The real genius behind this truly excellent adventure was David Pollak, a St. Louis native who is currently the beat writer for the San Jose Mercury News covering the Sharks. In early 1978 David found a deal with Allegheny Airlines that offered unlimited flights east of the Mississippi River for up to two weeks for a flat fee of around $300. The only restriction was that one could not stay overnight in the same city more than once. Armed with the NHL schedule, David planned a trip that saw us fly to ten different cities in eleven days. He also managed to provide me with press credentials so I could join him in the various press boxes and locker rooms we visited.
Our trip actually started with a drive across the border to Toronto where we watched the Leafs struggle in a 2-2 tie with Buffalo. We were able to sit in the famous gondola above the ice at Maple Leaf Gardens. The highlight of this stop was going into the Maple Leafs' locker room after the game and interviewing legendary coach Roger Neilson. It was also a lot of fun to speak with Darryl Sittler (HHoF 1989), Lanny McDonald (HHoF 1992), as well as a young rookie defenseman named Joel Quenneville. And while leaving the rink, I saw and recognized a man striding across the parking lot and yelled out, "Clear the track..." He stopped and yelled back, "Here comes Shack!" Yes, it was the feisty sixteen year NHL forward Eddie Shack, a Maple Leaf alumnus.
We attended a Sabres game the following night at the venerable Buffalo Memorial Auditorium (the Aud), a 3-1 victory against Boston and then flew the next morning to St. Louis, where I was privileged to sit in the press box at the Arena, ably hosted by Susie Mathieu, the "Vice President of Everything with the Blues" (actually Director of Public Relations). The Blues and Rangers played to a 2-2 tie. My most vivid memory of that night was sharing an excellent pre-game meal (provided for the press by the Blues) with Gus Kyle, the color commentator for KMOX radio at the time. From there it was on to the east coast for a contest at the old Boston Garden in which the Bruins battled the Maple Leafs to a 3-3 tie.
And that's where we ran into trouble due to a major snowstorm that crippled airports from Maine to Virginia. We were supposed to fly to Philadelphia, yet the flight was cancelled due to the airport being shut down there. Somehow we managed to catch a flight to Rochester, the very last flight out of Logan International. Another bit of luck got us out of Rochester later that day to Pittsburgh, where we continued the streak by watching the Penguins on television. The next day it was on to JFK International (which had thankfully re-opened) and a quick taxi ride to the Nassau County Coliseum on Long Island to see the Islanders. After checking into the hotel, it was quite a thrill to see the elevator doors open and run into Dennis Hull and Dennis Hextall of the Red Wings (yes, Hull had been persuaded to jump to Detroit by GM Ted Lindsay for his last NHL season).

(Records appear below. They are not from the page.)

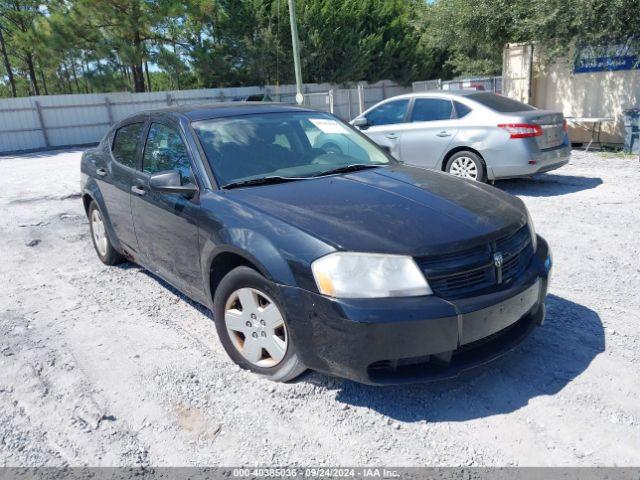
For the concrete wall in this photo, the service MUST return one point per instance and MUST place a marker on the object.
(43, 122)
(556, 87)
(594, 94)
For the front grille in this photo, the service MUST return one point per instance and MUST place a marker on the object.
(473, 271)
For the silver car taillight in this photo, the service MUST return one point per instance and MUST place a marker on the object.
(521, 130)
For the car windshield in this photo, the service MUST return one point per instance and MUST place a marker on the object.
(284, 145)
(500, 103)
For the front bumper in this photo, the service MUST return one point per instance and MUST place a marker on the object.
(401, 340)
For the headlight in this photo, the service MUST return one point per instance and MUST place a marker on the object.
(368, 275)
(532, 230)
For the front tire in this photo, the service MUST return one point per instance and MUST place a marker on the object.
(252, 326)
(101, 242)
(466, 164)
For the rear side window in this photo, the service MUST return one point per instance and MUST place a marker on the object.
(500, 103)
(388, 113)
(431, 109)
(461, 109)
(165, 150)
(125, 144)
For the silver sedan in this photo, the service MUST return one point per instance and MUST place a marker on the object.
(476, 135)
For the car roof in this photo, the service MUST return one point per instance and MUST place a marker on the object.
(206, 111)
(441, 93)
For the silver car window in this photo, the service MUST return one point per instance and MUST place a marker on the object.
(431, 109)
(388, 113)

The next day saw us jet to Chicago where the Hawks won a thriller (5-4) over the Islanders at the old Chicago Stadium. From the press box, the organ sounded absolutely magnificent! Then it was off to Detroit and "the Joe", where the Boston Bruins thrashed the Wings 5-3. The best part of that visit was an excellent meal at Carl's Chop House in downtown Motor City. Up next was Cleveland and the Richfield County Coliseum, where we witnessed a Washington Capitals victory over the Barons, 4-1, before a sparse crowd of less than 4,000. That happened to be a nationally televised game, and the announcer was none other than Dan Kelly, who I met in the press box. Imagine my surprise the following morning when we checked in to fly to Minnesota to see Mr. Kelly in line behind us at the airport! Yes, Dan invited me to sit with him, and we chain-smoked and chatted hockey for the one hour flight to Minneapolis, one of the BEST hours of my life. The thrilling 3-2 North Stars victory over Vancouver that night was not nearly as exhilarating as my time spent with Dan Kelly.
Yep, counting Pittsburgh, that was ten different games in eleven days with access to press facilities and many, many personalities from the hockey world of 1978. For any hockey fan, it was, as Humphrey Bogart said in The Maltese Falcon, "The stuff that dreams are made of."